Не думала я, что на старости лет (мне 87) я буду жить в этом Алексеевском районе, а за ним еще далеко-далеко распространится Москва с метро, и бывшая Алексеевка будет застроена красивыми домами, в одном из которых мы живем в трехкомнатной квартире со всеми удобствами. Вокруг много зелени, рядом Сокольнический парк и электричка, за семь минут доезжающая до Ярославского вокзала. Район стал неузнаваем.

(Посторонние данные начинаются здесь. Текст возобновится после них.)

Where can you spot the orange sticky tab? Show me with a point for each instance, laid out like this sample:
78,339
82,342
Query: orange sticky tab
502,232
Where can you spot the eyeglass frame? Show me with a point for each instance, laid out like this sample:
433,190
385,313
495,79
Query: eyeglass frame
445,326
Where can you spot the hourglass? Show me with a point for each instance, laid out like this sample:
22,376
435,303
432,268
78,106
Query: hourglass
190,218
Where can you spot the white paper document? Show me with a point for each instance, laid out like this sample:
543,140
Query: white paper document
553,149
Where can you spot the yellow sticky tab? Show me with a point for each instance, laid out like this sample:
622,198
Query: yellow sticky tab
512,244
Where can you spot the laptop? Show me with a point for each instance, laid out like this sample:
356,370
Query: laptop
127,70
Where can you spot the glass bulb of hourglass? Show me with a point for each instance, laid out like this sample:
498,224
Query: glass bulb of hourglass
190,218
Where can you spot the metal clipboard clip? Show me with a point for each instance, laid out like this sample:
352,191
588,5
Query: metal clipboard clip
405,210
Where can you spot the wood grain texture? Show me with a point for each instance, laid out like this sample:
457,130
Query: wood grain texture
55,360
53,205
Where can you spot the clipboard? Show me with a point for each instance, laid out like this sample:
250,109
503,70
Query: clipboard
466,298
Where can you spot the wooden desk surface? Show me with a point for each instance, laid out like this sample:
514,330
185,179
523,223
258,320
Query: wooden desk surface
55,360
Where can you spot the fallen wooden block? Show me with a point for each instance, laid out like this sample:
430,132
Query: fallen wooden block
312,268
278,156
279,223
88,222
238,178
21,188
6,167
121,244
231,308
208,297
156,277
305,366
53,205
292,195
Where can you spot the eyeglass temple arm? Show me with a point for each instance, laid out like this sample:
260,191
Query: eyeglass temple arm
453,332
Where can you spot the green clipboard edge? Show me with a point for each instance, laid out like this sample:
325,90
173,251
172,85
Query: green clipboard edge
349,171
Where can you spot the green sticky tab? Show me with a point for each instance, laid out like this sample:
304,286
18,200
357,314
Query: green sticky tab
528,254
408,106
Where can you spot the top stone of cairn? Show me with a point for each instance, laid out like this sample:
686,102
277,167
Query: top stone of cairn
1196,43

Несмотря на то что помещение общежития было без удобств и холодное, я была рада, что имею теперь свое место. Лена тоже получила жилье, но ей повезло больше, так как располагалось оно в центре, на Театральной площади. Правда, потом меня перевели в другое общежитие, на Цветном бульваре, где я и жила в общей комнате на восемь человек до конца второго курса. Затем меня окончательно переселили на Якиманку, уже близко и к институту, и к нашим клиникам. В комнате нас было четверо: я, моя подруга Фаня и две девушки из пединститута. Это общежитие было оборудовано нормально, там были души и даже прачечная.

Каждую субботу я уезжала домой в Угодский Завод и возвращалась в понедельник на учебу. Эти дни я проводила с Тусей, которой было уже три года. Она всегда встречала меня с радостью, и мы с ней возились и целый день гуляли. Сергей тогда заведовал больницей, у него была трехкомнатная квартира с террасой, няня была хорошая старушка, любила девочку, и у них была отдельная комната. Сергей не оставил свою дурь и часто неожиданно приезжал в Москву (к чему я уже привыкла и не реагировала), чтобы узнать, где я и что делаю.